Consider what is probably the the best known and most infamous example of undefined behavior:

int a[10];
a[100] = 0; // range error
int* p = a;
// ...

// range error (unless we gave p a better
// value before that assignment)
p[100] = 0;



The C++ (and C) notion of array and pointer are direct representations of a machine's notion of memory and addresses, provided with no overhead. The primitive operations on pointers map directly onto machine instructions. In particular, no range checking is done. Doing range checking would impose a cost in terms of run time and code size. C was designed to outcompete assembly code for operating systems tasks, so that was a necessary decision. Also, C -- unlike C++ -- has no reasonable way of reporting a violation had a compiler decided to generate code to detect it: There are no exceptions in C. C++ followed C for reasons of compatibility and because it too compete directly with assembler (in OS, embedded systems, and some numeric computation areas). If you want range checking, use a suitable checked class (vector, smart pointer, string, etc.). A good compiler could catch the range error for a[100] at compile time, catching the one for p[100] is far more difficult, and in general it is impossible to catch every range error at compile time.

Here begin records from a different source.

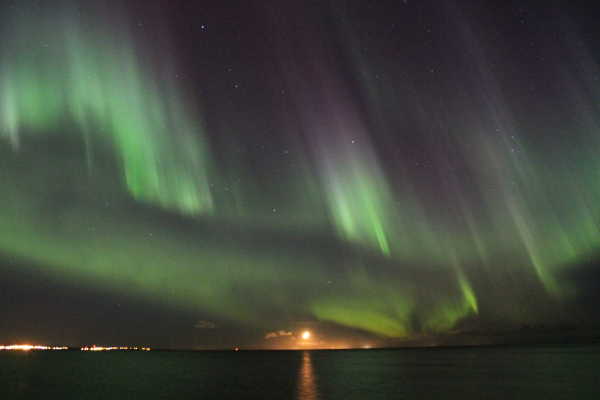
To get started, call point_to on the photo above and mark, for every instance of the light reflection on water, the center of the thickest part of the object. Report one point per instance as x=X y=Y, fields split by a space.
x=307 y=383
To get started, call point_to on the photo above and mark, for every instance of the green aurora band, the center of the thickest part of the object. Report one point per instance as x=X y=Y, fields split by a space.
x=395 y=264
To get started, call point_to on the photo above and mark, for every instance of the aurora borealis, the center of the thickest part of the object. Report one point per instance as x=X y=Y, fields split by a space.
x=389 y=169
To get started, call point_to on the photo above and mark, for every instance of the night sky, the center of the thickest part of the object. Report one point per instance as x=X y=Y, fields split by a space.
x=213 y=173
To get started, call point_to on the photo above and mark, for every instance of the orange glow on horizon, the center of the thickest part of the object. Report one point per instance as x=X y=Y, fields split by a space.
x=29 y=347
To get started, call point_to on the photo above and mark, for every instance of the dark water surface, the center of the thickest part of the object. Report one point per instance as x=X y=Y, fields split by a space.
x=461 y=373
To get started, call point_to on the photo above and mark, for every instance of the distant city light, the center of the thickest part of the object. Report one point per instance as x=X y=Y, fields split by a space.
x=114 y=348
x=29 y=347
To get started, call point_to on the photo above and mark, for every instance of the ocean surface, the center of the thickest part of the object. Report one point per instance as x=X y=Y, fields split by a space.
x=458 y=373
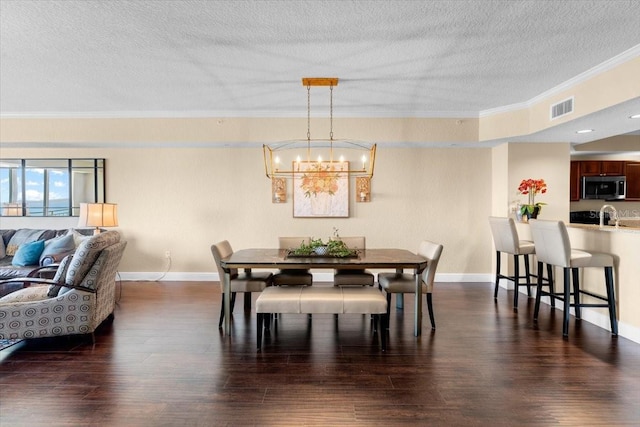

Other examples of undefined behavior stems from the compilation model. A compiler cannot detect an inconsistent definition of an object or a function in separately-compiled translation units. For example:

// file1.c:
struct S { int x,y; };
int f(struct S* p) { return p->x; }


// file2.c:
struct S { int y,x; };

int main(){
    struct S s;
    s.x = 1;
    int x = f(&s); // x!=s.x !!
    return 2;
}
Compiling file1.c and file2.c and linking the results into the same program is illegal in both C and C++. A linker could catch the inconsistent definition of S, but is not obliged to do so (and most don't). In many cases, it can be quite difficult to catch inconsistencies between separately compiled translation units. Consistent use of header files helps minimize such problems and there are some signs that linkers are improving. Note that C++ linkers do catch almost errors related to inconsistently declared functions.

Finally, we have the apparently unnecessary and rather annoying undefined behavior of individual expressions. For example:

void out1 { cout << 1 ; }
void out2 { cout << 2 ; }
int main(){
    int i = 10;
    int j = ++i + i++; // value of j unspecified
    f(out1(),out2()); // prints 12 or 21
}
The value of j is unspecified to allow compilers to produce optimal code. It is claimed that the difference between what can be produced giving the compiler this freedom and requiring "ordinary left-to-right evaluation" can be significant. I'm unconvinced, but with innumerable compilers "out there" taking advantage of the freedom and some people passionately defending that freedom, a change would be difficult and could take decades to penetrate to the distant corners of the C and C++ worlds. I am disappointed that not all compilers warn against code such as ++i+i++. Similarly, the order of evaluation of arguments is unspecified.

IMO far too many "things" are left undefined, unspecified, implementation-defined, etc. However, that's easy to say and even to give examples of, but hard to fix. It should also be noted that it is not all that difficult to avoid most of the problems and produce portable code.


This is Bjarne at his best.

3 comments:

Unknown said...

As main is afunction which is to be called by the system on the requirement of the exe..... it must return a value 0 to say program successful in any other case system takes the program to be unsuccessful

Zaman Bakshi said...

I have quoted Bjarne.

Zaman Bakshi said...

Although it is bad programming practice, in C++, with proper main() writing 'return' statement is optional (is implicit).